High-Yield Macro Topics

  1. 1
    AD-AS model
    Know all shifters of AD, SRAS, and LRAS, and how fiscal/monetary policy closes recessionary and inflationary gaps.
  2. 2
    Monetary policy transmission chain
    Fed buys bonds → money supply ↑ → interest rates ↓ → investment ↑ → AD shifts right → real GDP ↑, price level ↑.
  3. 3
    Loanable funds market and crowding out
    Government borrowing shifts demand for loanable funds right → real interest rate rises → private investment falls.
  4. 4
    Foreign exchange and open-economy chain
    Know how a change in interest rates affects the exchange rate, net exports, and the current account balance.
  5. 5
    Phillips Curve (short-run vs. long-run)
    Short run: inflation-unemployment trade-off exists. Long run: LRPC is vertical at the natural rate, with no trade-off.
AP Microeconomics

High-Yield Micro Topics

  1. 1
    Supply and demand shifts
    Know every demand and supply shifter. Simultaneous shifts can leave price or quantity indeterminate, which is a valid answer.
  2. 2
    Cost curves and the shutdown rule
    Shut down short-run when P < AVC; exit long-run when P < ATC. Know the relationship between MC, ATC, and AVC.
  3. 3
    Monopoly vs. perfect competition
    For monopoly: set MR = MC for quantity, go up to demand curve for price. Mark deadweight loss and economic profit.
  4. 4
    Externalities and corrective policies
    Show the social cost/benefit curve, the inefficient market equilibrium, and how a Pigouvian tax or subsidy restores efficiency.
  5. 5
    Factor markets (MRP = MRC)
    A competitive firm hires labor until MRP = MRC. Its labor demand curve is its MRP curve.
Watch Out

Common Mistakes

  1. 1
    Confusing nominal and real values
    Real values are adjusted for inflation.
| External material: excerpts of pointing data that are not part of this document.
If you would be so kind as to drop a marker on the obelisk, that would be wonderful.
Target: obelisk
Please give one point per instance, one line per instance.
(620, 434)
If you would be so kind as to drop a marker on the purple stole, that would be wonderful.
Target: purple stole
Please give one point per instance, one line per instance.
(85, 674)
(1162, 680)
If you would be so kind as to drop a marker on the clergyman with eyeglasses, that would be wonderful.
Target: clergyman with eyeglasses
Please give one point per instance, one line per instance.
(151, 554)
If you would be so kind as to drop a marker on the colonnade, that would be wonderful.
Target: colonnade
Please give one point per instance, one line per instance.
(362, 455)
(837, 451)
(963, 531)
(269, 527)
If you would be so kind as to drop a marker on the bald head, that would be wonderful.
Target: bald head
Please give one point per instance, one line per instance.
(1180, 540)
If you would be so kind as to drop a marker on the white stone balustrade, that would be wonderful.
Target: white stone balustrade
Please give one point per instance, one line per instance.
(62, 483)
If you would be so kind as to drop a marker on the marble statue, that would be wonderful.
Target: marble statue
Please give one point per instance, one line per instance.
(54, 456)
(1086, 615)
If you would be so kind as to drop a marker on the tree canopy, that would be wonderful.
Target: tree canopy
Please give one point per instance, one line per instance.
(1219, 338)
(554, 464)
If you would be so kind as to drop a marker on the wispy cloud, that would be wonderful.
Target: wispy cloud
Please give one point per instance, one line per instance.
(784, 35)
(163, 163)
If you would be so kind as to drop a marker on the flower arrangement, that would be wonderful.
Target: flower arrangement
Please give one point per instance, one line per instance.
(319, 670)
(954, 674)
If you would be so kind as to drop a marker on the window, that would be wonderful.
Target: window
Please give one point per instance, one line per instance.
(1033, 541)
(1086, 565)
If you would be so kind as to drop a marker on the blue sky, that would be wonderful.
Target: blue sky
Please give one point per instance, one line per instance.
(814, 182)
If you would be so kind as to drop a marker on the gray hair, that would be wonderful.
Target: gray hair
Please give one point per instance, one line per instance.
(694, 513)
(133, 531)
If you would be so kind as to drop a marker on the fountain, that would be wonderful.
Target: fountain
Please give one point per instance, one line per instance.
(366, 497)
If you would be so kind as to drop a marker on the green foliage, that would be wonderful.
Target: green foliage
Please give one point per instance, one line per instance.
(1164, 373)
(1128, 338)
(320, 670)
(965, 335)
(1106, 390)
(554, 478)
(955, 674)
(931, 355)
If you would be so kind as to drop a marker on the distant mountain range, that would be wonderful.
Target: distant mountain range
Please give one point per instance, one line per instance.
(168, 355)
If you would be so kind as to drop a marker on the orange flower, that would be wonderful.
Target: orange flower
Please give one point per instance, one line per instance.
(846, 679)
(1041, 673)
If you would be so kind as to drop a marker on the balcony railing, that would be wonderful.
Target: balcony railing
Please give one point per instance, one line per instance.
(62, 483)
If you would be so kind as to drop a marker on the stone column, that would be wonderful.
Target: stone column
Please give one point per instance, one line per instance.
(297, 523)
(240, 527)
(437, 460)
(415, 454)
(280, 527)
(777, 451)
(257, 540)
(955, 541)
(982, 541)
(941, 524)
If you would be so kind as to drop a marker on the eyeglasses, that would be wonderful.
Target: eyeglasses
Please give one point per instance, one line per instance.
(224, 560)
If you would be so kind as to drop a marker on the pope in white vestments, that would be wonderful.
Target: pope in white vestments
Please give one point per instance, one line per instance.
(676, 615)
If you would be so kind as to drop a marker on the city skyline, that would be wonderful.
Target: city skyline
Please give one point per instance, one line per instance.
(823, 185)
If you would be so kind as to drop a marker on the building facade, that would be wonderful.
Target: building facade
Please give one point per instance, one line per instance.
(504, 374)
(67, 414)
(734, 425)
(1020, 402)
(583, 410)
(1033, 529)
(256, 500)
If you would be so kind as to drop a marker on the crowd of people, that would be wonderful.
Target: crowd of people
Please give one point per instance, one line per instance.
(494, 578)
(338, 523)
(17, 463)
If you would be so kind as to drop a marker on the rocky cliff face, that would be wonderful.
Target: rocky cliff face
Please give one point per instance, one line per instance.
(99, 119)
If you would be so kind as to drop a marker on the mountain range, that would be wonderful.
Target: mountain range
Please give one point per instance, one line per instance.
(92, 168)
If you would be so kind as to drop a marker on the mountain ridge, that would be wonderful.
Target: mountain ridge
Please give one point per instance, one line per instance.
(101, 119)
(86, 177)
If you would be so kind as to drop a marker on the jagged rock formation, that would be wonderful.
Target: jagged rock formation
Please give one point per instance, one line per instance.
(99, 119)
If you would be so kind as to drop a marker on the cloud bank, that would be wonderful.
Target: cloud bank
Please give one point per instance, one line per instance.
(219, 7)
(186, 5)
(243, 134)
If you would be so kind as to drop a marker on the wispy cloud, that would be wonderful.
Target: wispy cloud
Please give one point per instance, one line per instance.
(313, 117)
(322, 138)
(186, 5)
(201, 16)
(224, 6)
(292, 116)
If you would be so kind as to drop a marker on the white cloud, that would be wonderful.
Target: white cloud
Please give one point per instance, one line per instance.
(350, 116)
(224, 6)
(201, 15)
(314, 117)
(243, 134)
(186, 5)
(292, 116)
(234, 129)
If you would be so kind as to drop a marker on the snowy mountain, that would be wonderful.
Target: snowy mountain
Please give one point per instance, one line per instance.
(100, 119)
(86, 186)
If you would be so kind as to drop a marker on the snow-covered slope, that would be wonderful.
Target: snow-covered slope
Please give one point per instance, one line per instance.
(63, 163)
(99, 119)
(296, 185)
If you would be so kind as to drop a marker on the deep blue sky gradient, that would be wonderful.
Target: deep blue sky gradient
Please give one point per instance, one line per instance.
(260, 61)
When a question asks about output or purchasing power, it means real, not nominal.
  2. 2
    Treating a movement along a curve as a shift
    A change in price moves along the curve; only non-price determinants shift the curve itself.
  3. 3
    Mixing up short-run and long-run conclusions
    Always check which run the question specifies. Long-run perfect competition has zero economic profit and fully flexible inputs.
  4. 4
    Drawing the wrong graph
    Re-read the question: money market vs. loanable funds, SRAS vs. LRAS. Drawing the right graph labeled wrong still costs points.
  5. 5
    Stopping after the first effect in a chain
    FRQs often ask for price AND quantity, or interest rate AND investment. Answer every sub-part or leave points behind.